Saturday 14 June 2008

Colonial Fatalism

I maintain that colonial Zimbabwe was a mixture of archaic Western culture (but barely the Modern variety of Western culture) and African traditional culture. Since both have created the uneven blend, it is hard to know where one culture stops and the other starts. In general it seems that Zimbabwean culture as a whole embraced fatalism.

Hear Marechera:

"[B]ut the brain only dies at its own behest and the body is a precious thing which, fading and knotting within itself, generates a new being who shimmers around the old body and does not die unless the great star comes down." [ p 80 The House of Hunger]

Similarly, in reading an article by a white ex-Zimbabwean author, I recently caught a whiff of the notion that "you do not die unless your time is up." This certainly explains how many white Rhodesian young men joined the army, trusting their fates into "God's hands". It is an ode to fatalism. They understood that they could take any risk imaginable but would not die unless their God had particularly set that time and place in advance for them to die. This explains why they did not read the sign of the times correctly, (seeing that the force of global opinion would not allow them to prevail). Instead, they continued to sacrifice themselves, believing in Providence to do the right thing by them.

And now? I see that a different mode of thinking prevails. It says, "You had a choice!" and "You are to blame completely for making the wrong choices!"

Could it actually be that I am now living in a completely different culture?

2 comments:

Professor Zero said...

Yes. But from what I divine on this, the whole rhetoric about choices is some pop psych zeitgeist ... like self esteem and the emphasis on "happiness" ... some sort of commercial late capitalist thing. It's very commercial, middle class and mainstream - and superficial.

It assumes people think they have no choice(s), and tells people they have two. In reality there may be more than two, or fewer.

One very irritating version:
A: I do not like the policies of the current government.
B: Well, remember you have the choice to move to another country.

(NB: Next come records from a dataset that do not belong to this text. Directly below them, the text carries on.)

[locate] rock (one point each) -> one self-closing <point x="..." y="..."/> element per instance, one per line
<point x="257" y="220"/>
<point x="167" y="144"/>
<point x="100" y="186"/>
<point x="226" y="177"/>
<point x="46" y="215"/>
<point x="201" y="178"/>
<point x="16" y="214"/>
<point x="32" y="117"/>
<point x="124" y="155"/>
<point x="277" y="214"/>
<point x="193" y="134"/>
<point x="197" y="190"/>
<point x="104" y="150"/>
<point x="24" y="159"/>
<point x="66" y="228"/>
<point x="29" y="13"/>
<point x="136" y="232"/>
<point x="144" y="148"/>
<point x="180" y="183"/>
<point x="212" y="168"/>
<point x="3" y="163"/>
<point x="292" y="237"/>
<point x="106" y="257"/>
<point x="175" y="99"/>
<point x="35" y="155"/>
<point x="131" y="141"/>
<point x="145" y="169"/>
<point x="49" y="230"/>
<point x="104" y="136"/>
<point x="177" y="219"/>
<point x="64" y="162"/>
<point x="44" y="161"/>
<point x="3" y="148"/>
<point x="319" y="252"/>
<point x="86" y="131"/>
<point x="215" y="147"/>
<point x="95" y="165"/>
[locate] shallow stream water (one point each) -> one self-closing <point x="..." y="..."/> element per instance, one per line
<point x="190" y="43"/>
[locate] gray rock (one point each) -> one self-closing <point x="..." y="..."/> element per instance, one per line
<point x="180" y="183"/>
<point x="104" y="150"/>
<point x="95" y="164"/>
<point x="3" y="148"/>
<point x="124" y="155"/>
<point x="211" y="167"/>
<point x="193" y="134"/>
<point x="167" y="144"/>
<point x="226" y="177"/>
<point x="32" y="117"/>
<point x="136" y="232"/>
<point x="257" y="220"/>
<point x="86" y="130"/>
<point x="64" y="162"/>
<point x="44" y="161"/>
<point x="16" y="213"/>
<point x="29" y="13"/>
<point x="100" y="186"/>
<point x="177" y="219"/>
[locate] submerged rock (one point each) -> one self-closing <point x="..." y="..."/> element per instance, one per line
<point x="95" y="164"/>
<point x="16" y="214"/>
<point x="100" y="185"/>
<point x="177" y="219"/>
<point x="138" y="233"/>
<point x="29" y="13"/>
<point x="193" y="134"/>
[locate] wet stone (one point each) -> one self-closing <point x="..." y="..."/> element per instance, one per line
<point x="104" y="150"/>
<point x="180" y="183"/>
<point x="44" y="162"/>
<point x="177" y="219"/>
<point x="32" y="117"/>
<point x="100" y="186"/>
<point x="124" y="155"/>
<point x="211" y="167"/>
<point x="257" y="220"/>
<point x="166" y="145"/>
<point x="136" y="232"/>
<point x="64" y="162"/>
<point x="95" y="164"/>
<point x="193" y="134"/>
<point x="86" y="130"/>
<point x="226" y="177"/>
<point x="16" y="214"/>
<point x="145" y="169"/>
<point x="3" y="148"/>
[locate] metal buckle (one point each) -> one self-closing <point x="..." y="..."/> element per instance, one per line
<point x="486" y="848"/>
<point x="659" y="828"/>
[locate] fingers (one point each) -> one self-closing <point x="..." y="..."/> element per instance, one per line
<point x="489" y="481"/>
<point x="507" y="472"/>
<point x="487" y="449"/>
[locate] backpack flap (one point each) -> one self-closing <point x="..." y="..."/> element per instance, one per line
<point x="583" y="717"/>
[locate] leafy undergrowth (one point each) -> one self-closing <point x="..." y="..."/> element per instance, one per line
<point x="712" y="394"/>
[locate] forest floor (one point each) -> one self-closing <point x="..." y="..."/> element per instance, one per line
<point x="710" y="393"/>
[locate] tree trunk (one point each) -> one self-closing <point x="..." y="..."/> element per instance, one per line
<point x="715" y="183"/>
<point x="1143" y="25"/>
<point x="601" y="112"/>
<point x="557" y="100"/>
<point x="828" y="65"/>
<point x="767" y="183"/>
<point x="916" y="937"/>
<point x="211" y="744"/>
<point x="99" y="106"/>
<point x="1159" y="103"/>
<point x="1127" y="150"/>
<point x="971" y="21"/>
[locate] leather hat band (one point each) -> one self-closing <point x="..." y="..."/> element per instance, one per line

B, the choice advocate, is actually the one shutting down the options.

Unsane said...

Yep-- but this is basic knowledge from Nietzsche's psychology: You give someone a choice when you want to hang them, ie. in order to show their moral culpability. Those who are always wanting to know my motivations for this or that are trying to prove the same. For instance, I once gave the raw stages of my autobiography to read, to some American-based elitist white African scholar, and she shot back at me that I had to explain why I ever returned to Zimbabwe after I left it. Now this is the kind of impertinent borderline abusiveness that Westerners are apt to engage in. For anybody else, going back to their place of birth would be self-explanatory. One does so for sentimental, nostalgic and human reasons. However, white colonials are not supposed to be human. Our reasons are never self evident, nor even credible, consequently.